Nevertheless, this kind of Muslim solidarity does not prevent Indonesian Muslim leaders from engaging with their Israeli counterparts. For example, Abdurrahman Wahid, former leader of the country’s largest Muslim organization, Nahdlatul Ulama (NU), and later the country’s president, made headlines after he visited Israel in 1994. Such engagement has been continued by the current chairman of NU, Yahya Cholil Staquf, who has engaged with Jewish leaders as a peacebuilding effort.

The third main narrative framing the Indonesian government’s response to Palestine is humanitarianism. The humanitarian narrative has also shaped public statements by the foreign minister, who has emphasized humanitarian assistance and aid as part of conflict resolution. The government recently sent 21 tons of aid to Gaza, which were flown to Egypt by the Indonesian Air Force. The government also sent the naval ship, KRI Radjiman Wedyodiningrat, as a floating hospital to facilitate further medical assistance.

This humanitarian assistance also involves Indonesian citizens. For example, MER-C, an Indonesian Muslim humanitarian and medical organization that was involved in the Indonesia Hospital project in northern Gaza, has also sent medical assistance to the Strip. Beyond Muslim organizations, various elements of the wider public have also been involved in aid fundraising, including K-Pop fans.
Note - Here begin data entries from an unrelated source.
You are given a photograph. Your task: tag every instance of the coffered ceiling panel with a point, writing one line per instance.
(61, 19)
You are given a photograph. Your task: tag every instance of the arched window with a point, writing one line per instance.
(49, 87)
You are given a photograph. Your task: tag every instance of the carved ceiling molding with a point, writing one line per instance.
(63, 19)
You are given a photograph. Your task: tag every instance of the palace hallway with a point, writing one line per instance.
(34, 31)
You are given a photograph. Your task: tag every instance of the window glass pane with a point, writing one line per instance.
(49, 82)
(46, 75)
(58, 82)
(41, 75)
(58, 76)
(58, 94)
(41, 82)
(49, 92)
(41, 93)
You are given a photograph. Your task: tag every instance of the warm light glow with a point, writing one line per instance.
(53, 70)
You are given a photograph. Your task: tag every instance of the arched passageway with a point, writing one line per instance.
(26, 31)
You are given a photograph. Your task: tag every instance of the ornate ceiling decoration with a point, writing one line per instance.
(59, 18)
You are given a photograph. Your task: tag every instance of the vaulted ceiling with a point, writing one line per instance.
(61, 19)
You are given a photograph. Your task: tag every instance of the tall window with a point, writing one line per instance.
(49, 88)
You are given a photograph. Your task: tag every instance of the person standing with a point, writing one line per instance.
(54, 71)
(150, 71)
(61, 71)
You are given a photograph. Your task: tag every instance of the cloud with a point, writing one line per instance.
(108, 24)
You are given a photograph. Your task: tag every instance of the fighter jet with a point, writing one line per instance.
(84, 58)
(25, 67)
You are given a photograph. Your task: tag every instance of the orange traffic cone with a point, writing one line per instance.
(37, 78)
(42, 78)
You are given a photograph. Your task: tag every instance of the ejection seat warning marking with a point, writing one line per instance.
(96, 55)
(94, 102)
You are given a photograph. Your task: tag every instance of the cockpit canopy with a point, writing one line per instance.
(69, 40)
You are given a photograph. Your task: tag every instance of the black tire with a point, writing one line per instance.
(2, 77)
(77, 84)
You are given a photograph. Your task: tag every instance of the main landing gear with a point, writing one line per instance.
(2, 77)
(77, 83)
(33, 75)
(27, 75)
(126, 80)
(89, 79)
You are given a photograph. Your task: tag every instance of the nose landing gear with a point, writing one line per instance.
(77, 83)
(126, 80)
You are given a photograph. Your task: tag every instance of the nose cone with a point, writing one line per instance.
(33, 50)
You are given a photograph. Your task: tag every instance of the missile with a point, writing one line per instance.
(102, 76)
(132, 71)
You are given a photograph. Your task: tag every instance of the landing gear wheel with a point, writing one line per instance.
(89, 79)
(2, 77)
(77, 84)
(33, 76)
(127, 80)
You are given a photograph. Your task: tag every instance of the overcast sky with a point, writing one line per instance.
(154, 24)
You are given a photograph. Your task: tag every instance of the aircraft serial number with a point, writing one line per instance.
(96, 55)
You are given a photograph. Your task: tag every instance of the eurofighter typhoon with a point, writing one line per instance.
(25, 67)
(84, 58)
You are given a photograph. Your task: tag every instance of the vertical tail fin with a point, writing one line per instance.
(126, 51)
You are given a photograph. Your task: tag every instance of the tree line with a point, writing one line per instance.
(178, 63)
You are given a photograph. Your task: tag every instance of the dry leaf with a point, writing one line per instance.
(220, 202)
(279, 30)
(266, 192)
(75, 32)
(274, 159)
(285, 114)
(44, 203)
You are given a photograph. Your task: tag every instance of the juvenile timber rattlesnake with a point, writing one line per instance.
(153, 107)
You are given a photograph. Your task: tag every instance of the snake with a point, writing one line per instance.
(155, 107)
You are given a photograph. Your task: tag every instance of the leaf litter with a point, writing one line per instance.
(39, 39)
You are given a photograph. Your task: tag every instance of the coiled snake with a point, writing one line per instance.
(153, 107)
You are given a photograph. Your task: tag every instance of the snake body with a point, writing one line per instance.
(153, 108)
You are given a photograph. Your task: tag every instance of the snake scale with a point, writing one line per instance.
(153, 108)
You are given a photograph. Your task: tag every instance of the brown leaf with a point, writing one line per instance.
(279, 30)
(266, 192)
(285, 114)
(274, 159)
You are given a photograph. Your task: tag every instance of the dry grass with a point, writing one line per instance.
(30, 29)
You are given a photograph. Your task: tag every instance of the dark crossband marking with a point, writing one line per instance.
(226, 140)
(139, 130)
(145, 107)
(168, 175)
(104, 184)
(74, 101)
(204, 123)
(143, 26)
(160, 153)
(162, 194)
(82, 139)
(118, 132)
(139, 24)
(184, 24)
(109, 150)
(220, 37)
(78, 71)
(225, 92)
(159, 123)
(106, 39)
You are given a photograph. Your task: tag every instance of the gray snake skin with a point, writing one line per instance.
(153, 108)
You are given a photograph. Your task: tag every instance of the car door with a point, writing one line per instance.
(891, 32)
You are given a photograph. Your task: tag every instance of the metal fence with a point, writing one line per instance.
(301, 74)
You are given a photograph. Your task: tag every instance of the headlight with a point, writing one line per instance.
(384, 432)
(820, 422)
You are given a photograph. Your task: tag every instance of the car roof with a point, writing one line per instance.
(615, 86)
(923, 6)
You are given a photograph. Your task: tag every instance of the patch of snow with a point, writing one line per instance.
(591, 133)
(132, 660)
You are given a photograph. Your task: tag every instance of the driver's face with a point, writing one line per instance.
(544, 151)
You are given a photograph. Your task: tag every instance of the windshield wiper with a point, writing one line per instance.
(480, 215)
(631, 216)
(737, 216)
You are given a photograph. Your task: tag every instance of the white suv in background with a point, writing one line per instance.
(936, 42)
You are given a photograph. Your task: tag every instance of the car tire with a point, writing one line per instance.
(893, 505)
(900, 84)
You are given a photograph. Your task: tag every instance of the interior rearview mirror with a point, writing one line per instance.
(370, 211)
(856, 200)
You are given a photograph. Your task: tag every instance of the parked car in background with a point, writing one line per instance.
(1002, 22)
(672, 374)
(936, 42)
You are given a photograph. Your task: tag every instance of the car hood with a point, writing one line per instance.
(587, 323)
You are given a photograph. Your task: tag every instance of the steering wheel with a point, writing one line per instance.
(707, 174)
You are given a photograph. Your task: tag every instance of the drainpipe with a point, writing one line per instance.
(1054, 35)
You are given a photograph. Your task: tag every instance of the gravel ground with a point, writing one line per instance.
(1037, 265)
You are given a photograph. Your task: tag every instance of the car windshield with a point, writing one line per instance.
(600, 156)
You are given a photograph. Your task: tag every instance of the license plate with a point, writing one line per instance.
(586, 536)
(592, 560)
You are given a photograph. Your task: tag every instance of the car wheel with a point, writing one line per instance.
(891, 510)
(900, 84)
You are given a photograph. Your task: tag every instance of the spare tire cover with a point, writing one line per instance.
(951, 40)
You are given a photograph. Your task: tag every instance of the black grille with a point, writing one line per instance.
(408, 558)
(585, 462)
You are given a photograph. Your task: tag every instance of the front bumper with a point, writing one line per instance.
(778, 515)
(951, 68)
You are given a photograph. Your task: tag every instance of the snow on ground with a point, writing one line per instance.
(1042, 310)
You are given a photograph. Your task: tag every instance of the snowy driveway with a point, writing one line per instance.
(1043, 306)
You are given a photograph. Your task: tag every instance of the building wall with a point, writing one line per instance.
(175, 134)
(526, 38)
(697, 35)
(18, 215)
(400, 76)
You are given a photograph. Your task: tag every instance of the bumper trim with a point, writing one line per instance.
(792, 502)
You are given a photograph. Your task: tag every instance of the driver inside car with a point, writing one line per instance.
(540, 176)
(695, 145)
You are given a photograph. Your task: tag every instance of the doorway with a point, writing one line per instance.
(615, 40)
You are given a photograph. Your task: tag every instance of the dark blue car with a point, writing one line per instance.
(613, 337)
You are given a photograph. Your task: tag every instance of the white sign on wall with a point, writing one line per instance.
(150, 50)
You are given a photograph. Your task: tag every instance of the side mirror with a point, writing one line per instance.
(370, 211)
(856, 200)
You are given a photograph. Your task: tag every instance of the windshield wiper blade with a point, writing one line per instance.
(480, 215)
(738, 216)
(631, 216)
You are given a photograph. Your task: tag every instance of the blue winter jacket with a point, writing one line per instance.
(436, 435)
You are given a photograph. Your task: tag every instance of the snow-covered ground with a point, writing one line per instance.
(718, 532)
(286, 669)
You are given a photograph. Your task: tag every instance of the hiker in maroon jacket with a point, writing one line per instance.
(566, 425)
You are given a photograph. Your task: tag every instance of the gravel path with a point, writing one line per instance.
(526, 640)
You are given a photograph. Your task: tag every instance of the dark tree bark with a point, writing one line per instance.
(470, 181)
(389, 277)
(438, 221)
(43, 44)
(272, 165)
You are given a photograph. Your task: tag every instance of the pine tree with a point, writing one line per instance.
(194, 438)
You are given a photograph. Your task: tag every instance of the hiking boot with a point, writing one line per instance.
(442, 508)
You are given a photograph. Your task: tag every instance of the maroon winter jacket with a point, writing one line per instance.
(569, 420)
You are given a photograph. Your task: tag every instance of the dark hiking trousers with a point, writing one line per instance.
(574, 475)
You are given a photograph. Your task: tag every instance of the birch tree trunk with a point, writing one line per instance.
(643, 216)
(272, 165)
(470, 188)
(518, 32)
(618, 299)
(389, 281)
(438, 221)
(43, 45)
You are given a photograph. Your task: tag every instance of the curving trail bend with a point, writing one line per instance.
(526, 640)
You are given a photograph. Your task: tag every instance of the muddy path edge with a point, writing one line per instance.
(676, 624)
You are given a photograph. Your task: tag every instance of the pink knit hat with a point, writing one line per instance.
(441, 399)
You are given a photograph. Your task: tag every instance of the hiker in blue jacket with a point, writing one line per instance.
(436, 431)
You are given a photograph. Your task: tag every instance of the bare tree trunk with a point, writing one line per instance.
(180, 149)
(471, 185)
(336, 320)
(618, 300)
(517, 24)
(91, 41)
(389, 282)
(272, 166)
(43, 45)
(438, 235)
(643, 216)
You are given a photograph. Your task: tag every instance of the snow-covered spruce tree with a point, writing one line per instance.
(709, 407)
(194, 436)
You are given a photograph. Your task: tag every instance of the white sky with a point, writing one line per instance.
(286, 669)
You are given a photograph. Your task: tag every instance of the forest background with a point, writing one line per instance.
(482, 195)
These narratives have shaped Indonesia’s support for Palestine. While Indonesia lacks the mediation capacity of Qatar and Egypt, it has applied itself to mobilizing international support through global institutions and diplomatic efforts, backed by grassroots solidarity from its citizens. In this way, it is playing an important role in rallying support across the Global South to end the invasion.

The views represented in this paper are those of the author(s) and do not necessarily reflect the views of the Arab Reform Initiative, its staff, or its board.